Other schools require doctors to perform such consulting on their own time and limit the hours they spend doing it. There is a line, albeit a sometimes fuzzy one, between the doctor’s opinion as a consultant and as a university representative.

Experts at schools including the University of Cincinnati, Washington University in St. Louis and Case Western Reserve University submit opinions that often favor coal companies, but this consulting is not part of their work for the university.

At Johns Hopkins, no line exists. It is part of the doctors’ jobs to provide interpretations for coal companies, who are willing to pay top dollar for a report from one of these doctors.

Lawyers who represent miners said the doctors they use charge between $65 and $100 to read an X-ray. Johns Hopkins charges $100 to read an X-ray with no abnormalities; the rate rises to $750 if there are markings to be interpreted, as in the bulk of black lung cases, said Dr. Paul Wheeler, the longtime leader of the section. When the doctors testify, they charge $600 an hour, he said.

Earlier this year, Wheeler said during a deposition the fee for an X-ray with abnormalities was $500. When the Center for Public Integrity asked Hopkins which amount — $500 or $750 — was correct, university officials declined to answer.

The university said the fees from deposition testimony go to a scholarship fund while the fees from X-ray readings go to the radiology department.

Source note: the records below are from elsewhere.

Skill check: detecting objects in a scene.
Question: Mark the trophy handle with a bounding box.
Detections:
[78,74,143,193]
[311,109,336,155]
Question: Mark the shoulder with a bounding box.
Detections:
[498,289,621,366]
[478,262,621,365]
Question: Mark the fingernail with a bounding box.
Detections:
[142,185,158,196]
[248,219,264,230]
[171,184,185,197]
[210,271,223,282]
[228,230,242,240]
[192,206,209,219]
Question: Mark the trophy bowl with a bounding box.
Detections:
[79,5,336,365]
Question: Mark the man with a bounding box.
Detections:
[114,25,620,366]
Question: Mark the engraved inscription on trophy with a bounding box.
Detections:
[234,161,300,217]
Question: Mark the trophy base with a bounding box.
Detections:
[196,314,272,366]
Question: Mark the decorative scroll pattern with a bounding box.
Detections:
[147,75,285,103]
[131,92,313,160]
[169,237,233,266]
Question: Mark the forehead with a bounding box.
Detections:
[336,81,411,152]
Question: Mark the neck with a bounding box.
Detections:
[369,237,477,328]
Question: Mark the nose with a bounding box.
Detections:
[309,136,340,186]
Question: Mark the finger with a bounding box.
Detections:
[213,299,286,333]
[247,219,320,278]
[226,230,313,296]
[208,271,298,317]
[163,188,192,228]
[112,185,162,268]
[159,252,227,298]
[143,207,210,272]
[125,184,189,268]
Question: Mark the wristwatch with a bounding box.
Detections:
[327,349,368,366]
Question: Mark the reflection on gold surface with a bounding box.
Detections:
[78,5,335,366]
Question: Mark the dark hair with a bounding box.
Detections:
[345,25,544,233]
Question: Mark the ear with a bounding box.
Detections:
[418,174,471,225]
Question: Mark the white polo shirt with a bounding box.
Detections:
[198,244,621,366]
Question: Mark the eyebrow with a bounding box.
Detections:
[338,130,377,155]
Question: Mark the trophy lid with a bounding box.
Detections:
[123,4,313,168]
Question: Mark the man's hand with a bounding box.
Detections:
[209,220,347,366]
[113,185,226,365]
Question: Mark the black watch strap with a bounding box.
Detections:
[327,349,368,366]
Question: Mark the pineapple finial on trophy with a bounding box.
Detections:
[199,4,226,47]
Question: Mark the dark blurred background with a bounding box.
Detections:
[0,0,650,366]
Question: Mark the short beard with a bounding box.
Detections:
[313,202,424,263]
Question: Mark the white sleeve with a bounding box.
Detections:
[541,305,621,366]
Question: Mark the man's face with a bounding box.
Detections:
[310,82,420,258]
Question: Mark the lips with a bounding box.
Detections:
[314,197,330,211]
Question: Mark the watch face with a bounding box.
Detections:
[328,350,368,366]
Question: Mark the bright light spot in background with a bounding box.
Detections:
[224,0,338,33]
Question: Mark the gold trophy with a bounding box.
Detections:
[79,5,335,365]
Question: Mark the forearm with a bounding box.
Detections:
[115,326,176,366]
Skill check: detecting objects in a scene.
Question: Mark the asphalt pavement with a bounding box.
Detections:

University representatives refused to say how much money Hopkins receives from coal companies, but said the radiologists in its Pneumoconiosis Section review between 2,000 and 3,000 possible black lung cases a year. These doctors also read films in cases other than black lung benefits claims, and provide interpretations to companies that want to monitor the health of their workers. It is unclear whether the number of cases referenced by the university includes all of this work or only black lung cases; university representatives did not answer a request for clarification.

During a deposition in a case decided in 2009, a doctor no longer at the university testified that radiologists received bonuses for being “productive.” The physician could not be reached for comment. Wheeler said he didn’t know how his salary or bonuses were calculated.

In a statement, referencing its doctors’ status as government-certified X-ray interpreters, or “B Readers,” the university said: “There are no financial incentives associated with this program for our B-readers or the radiology department. There are no bonuses or other salary supplements paid to doctors related to the volume of examinations read, expert testimony, or other aspects of the B-reader program at Johns Hopkins.”